Pagi harinya, Nara terlihat sangat bahagia karena Bapak dan Ibu berkunjung dan melepas rindu dengannya. Semalam sebelum tidur, dia menelepon Ibu dan meminta mereka datang ke kediaman Yoga.
Bahkan pagi-pagi sekali, Nara sangat bersemangat untuk memasak di dapur, menyiapkan banyak makanan yang biasanya dia makan di rumah orangtuanya. Selama tinggal bersama Yoga, Nara tidak pernah meminta apa pun atau menyebutkan kesukaan dan keinginannya.

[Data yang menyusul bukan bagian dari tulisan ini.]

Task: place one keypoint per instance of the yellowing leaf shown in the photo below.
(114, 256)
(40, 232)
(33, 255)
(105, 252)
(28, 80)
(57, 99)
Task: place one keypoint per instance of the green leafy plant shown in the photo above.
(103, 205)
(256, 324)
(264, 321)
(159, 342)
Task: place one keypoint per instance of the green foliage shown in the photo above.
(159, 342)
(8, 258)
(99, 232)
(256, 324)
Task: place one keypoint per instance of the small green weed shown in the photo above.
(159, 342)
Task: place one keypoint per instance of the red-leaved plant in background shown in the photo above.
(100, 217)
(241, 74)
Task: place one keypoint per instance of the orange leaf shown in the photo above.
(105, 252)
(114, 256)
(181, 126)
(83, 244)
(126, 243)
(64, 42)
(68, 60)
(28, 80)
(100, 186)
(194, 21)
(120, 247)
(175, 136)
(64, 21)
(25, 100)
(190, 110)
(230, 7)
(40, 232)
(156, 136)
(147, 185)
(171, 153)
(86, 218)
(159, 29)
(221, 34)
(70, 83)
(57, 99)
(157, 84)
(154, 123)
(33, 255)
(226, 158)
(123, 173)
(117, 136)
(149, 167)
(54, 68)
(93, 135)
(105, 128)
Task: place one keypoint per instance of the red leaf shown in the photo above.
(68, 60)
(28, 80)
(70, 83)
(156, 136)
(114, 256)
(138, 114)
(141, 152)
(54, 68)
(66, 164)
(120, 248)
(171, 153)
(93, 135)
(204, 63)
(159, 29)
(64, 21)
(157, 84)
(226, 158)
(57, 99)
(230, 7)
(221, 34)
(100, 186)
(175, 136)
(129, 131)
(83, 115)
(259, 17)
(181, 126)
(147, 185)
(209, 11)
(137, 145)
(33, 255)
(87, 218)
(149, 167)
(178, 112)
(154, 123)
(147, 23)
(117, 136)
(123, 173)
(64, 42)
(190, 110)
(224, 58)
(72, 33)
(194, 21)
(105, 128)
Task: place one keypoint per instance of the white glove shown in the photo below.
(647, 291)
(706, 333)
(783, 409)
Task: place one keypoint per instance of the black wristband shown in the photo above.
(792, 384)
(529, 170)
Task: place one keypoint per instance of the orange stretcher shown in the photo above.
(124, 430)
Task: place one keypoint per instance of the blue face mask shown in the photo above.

Kepergian Yoga membuang ketakutannya sehingga dirinya berani melakukan apa yang dia inginkan. Tentu saja, itu pun dilakukannya karena semalam Yoga memberikan ijin dengan sendirinya tanpa Nara harus mengatakannya.
Sekarang mereka sudah berkumpul dan duduk bersama di ruang makan, menikmati sarapan pagi yang agak kesiangan.
Sesaat setelah menyelesaikan sarapan, tiba-tiba Beno muncul dari arah depan.
"Selamat pagi, Bu Nara. Juga Bapak dan Ibu." Beno menyapa dengan sopan.
Seketika Nara terkejut, mengira Yoga juga kembali bersama asisten pribadinya.
"Mas Beno, kok sudah kembali? Apa urusannya sudah selesai?" Mata Nara mulai berpindah, mencari-cari keberadaan seseorang yang membuat hatinya mendadak was-was.
"Semalam saya hanya mengantarkan Pak Yoga ke bandara, Bu. Saya ditugaskan untuk menggantikan Bapak di kantor selama Pak Yoga pergi."
Nara mengeryitkan dahinya. Setahu dia, selama ini selain Yoga, Alan yang bertanggung jawab atas semua urusan kantor mereka. Sedangkan Beno, justru yang selalu mendampingi atasannya ke mana pun pergi.
"Bukankah urusan kantor sudah ada yang bertanggung jawab sendiri?"
Nara enggan menyebutkan nama yang dimaksudnya. Namun sepertinya Beno sudah mengetahuinya.
"Emm ..., Pak Alan sudah tidak bekerja di perusahaan Pak Yoga lagi, Bu. Beliau sudah mengundurkan diri."
Nara hampir saja tersedak jika tidak hati-hati saat meneguk minumannya. Dia sangat terkejut mendengarnya.
Dia menoleh ke arah orangtuanya, karena mereka yang masih sering berkomunikasi dengan Alan, sejak dirinya memutuskan untuk memblokir nomor ponsel Alan demi menjaga perasaan lelaki yang sangat dicintainya itu.
Bapak dan Ibu serentak menggelengkan kepala. Meskipun Alan masih sering bertukar kabar dan mengunjungi mereka, tapi lelaki yang seharusnya menjadi menantu mereka itu tidak pernah bercerita tentang hal tersebut.
"Alan tidak pernah menyinggung pembicaraan tentang pekerjaannya, Nak. Kami juga baru mengetahuinya sekarang ini," kata Bapak diiyakan Ibu.
Nara mengalihkan pandangannya kembali kepada Beno. Beno mau tidak mau harus menjelaskan semuanya.
"Sejak kapan, Mas?"
"Di hari yang sama saat Ibu menikah dengan Pak Yoga."
Nara merasakan pandangan matanya memburam dan mulai pedih berair. Dia sangat tahu siapa Alan dan dia tahu apa yang menjadi alasan Alan mengambil keputusan itu.
"Mas Beno tahu, sekarang dia bekerja di mana?"
Beno menggeleng meskipun dia yang sudah ditugaskan oleh Yoga untuk selalu mengawasi segala hal tentang kehidupan Alan setelah lelaki itu memutuskan hubungan dengan Yoga, sahabat sekaligus atasannya kemarin.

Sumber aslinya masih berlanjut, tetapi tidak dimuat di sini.